What would be excluded?

 

  • Transfers of value less than $10, unless the aggregate amount transferred to, requested by, or designated on behalf of the covered recipient exceeds $100 in a calendar year.
  • Product samples that are not intended to be sold and are intended for patient use.
  • Educational materials that directly benefit patients or are intended for patient use.
  • The loan of a covered device for a short-term trial period, not to exceed 90 days, to permit evaluation of the covered device by the covered recipient.
  • Items or services provided under a contractual warranty, including the replacement of a covered device, where the terms of the warranty are set forth in the purchase or lease agreement for the covered device.
  • A transfer of anything of value to a covered recipient when the covered recipient is a patient and not acting in the professional capacity of a covered recipient.

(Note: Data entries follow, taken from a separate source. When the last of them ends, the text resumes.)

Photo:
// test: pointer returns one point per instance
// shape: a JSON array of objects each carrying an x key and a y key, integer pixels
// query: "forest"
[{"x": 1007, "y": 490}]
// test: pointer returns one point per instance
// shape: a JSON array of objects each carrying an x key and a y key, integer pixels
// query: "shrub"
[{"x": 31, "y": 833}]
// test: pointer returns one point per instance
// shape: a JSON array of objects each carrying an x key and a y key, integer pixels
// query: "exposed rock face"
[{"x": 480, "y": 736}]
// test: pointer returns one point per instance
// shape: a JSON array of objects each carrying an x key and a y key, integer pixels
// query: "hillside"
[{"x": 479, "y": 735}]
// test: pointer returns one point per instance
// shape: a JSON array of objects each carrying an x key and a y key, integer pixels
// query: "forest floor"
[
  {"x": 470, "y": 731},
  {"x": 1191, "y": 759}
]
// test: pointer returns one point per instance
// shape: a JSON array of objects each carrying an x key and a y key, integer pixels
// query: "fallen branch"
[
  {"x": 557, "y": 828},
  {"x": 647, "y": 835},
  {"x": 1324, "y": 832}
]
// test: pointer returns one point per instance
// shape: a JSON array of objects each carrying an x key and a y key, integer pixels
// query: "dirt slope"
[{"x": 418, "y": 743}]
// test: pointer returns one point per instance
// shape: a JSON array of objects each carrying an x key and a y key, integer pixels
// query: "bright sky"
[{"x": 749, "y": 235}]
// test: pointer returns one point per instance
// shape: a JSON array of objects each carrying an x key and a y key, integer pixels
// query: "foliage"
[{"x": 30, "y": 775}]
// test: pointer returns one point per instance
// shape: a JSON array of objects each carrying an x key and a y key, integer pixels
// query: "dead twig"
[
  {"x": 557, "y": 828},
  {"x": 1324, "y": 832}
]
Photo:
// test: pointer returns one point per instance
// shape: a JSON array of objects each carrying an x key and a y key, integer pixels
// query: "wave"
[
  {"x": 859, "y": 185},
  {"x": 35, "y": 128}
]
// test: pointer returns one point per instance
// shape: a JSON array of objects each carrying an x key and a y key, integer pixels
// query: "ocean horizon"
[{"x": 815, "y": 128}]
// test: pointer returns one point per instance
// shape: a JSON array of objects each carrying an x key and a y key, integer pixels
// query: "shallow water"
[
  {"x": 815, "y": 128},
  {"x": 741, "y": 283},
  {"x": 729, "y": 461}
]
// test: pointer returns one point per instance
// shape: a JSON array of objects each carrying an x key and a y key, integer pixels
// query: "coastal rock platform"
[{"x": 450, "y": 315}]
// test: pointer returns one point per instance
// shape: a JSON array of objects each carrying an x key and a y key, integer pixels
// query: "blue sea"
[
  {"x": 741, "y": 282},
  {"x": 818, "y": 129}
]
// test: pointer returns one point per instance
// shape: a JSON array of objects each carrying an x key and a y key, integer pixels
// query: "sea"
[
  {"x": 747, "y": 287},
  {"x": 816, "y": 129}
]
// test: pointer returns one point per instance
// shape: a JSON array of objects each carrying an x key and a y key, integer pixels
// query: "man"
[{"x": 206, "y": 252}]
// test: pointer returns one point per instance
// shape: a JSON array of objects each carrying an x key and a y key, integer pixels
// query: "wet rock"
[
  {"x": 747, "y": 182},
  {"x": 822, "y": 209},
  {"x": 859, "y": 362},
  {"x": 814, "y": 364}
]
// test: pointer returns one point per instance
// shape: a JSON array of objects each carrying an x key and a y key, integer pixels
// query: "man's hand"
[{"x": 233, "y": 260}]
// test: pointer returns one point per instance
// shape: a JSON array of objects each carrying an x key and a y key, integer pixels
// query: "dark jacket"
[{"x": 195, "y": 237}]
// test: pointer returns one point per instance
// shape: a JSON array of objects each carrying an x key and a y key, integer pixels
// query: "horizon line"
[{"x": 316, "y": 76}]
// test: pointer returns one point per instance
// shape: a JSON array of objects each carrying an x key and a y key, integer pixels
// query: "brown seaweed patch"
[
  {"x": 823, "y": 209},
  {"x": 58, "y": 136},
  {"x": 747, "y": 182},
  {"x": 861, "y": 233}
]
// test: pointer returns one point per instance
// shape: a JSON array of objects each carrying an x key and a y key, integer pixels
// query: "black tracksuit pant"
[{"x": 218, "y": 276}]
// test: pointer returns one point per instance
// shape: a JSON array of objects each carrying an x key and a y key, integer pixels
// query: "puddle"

  • Discounts, including rebates.
  • In-kind items used for the provision of charity care.
  • A dividend or other profit distribution from, or ownership or investment interest in, a publicly traded security or mutual fund.
  • In the case of an applicable manufacturer who offers a self-insured plan, payments for the provision of health care to employees under the plan.
  • In the case of a covered recipient who is a licensed non-medical professional, a transfer of anything of value to the covered recipient if the transfer is payment solely for the non-medical professional services of the licensed non-medical professional.
  • In the case of a covered recipient who is a physician, a transfer of anything of value to the covered recipient if the transfer is payment solely for the services of the covered recipient with respect to a civil or criminal action or an administrative proceeding.
  • Transfers of value made indirectly to a covered recipient through a third party in cases when the applicable manufacturer is unaware of the identity of the covered recipient.